# Serious mass



## Jack of blades (Apr 2, 2017)

Just got me some of that serious mass weight gainer that's got 1200 calories a serving. Let the fat gains begin. Feel sick after drinking it. On a serious note though. Can anyone recommend a high calorie drink like this that's cheap? I only got this one because it was half price. I can easily check my self for a cheap high calorie weight gainer but Iv had them in the past where just horrible to mix and horrible texture and a really hard time to drink. I appreciate any advice but please none of that just make your own or just drink it even though it tastes gross. Iv been there and done that for a long time just want it to be easy now. Not taken a weight gainer drink in a while but I need them for work for my short breaks. So yeah anyone know of a high calorie weight gainer that's cheap and easy to get down me let me know of it cheers


----------



## Ultrasonic (Jul 13, 2004)

My tip would be to not make yourself fat  .


----------



## nWo (Mar 25, 2014)

That works out around 375 calories per 100g.
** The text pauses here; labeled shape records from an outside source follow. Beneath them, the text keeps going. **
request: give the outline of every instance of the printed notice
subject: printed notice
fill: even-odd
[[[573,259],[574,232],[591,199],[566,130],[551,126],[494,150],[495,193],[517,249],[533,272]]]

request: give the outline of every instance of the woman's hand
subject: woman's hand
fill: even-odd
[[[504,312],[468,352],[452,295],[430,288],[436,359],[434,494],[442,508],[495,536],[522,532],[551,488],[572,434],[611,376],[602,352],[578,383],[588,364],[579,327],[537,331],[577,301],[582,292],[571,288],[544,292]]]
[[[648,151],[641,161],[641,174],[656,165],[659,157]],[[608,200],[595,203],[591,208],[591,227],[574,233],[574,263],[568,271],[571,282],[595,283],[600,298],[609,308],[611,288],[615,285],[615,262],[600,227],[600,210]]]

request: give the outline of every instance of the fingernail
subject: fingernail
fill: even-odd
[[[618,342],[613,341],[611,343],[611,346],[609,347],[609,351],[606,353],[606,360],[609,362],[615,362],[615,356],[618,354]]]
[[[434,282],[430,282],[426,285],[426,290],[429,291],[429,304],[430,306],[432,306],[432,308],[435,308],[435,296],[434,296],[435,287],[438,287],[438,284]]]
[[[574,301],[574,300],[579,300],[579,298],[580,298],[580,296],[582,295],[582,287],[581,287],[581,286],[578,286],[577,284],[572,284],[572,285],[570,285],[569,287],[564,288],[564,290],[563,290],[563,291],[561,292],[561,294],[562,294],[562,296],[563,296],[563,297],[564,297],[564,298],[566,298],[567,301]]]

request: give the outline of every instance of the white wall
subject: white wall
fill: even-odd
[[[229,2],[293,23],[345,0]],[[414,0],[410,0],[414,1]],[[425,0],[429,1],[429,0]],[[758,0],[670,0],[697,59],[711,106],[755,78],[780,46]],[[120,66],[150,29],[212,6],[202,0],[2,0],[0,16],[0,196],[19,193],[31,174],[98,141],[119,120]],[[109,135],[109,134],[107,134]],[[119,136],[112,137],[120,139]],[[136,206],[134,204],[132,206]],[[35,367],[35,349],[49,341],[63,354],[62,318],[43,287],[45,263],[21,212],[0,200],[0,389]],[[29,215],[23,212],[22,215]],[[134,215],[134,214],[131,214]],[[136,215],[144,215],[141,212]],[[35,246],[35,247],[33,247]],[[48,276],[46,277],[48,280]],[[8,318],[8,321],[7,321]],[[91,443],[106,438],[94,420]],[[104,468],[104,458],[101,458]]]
Very average, even less than some standard whey protein powders and you can guarantee that the majority of those carbs are coming from cheap maltodextrin and cheap wholesale milkshake powder - only got about 15g of protein per 100g as well. Can't believe anyone would pay somewhere around £50 per 5kg for this s**t :lol: Why do people insist on buying these mass gainers with the promise of a huge amount of calories in them, when you can only fit a maximum of 100g of macronutrients into 100g of product and it's relatively low in fats? As also said as well, the carbs are going to be coming from cheap, poor quality and unhealthy sources in most cases, and if the mass gainer is cheap then the proteins will also be low in bio-availability with a poor amino acid profile.

You've been training quite a long time as I recall mate, you really should know better tbh. If you want a high calorie shake, make your own - blended oats are one of the cheapest source of carbs you'll find and they're good quality, or a big 5kg bag of powdered oats costs about a tenner (or a 2.5kg bag of flavoured stuff for 6 quid) if you prefer a nicer texture. So you could either pay something like 50 quid for a 5kg tub of the ON mass gainer with it's relatively low protein content and its poor mix of carbs, or you could pick up a couple of 2.5kg bags of flavoured oat powder and a 1kg bag of flavoured whey from MyProtein - you're gonna have paid about 30 quid for 6kg of product, then you can make your own shake using 5 parts oat powder to 1 part whey powder. You'll not only get a better balance of macros from this shake, but it'll be MILES better in terms of quality and healthiness AND cheaper than this ON mass gainer, plus oats tend to sit in one's stomach better than cheap carb sources like maltodextrin


----------



## swole troll (Apr 15, 2015)

I'mNotAPervert! said:


> That works out around 375 calories per 100g. Very average, even less than some standard whey protein powders and you can guarantee that the majority of those carbs are coming from cheap maltodextrin and cheap wholesale milkshake powder - only got about 15g of protein per 100g as well. Can't believe anyone would pay somewhere around £50 per 5kg for this s**t :lol: Why do people insist on buying these mass gainers with the promise of a huge amount of calories in them, when you can only fit a maximum of 100g of macronutrients into 100g of product and it's relatively low in fats? As also said as well, the carbs are going to be coming from cheap, poor quality and unhealthy sources in most cases, and if the mass gainer is cheap then the proteins will also be low in bio-availability with a poor amino acid profile.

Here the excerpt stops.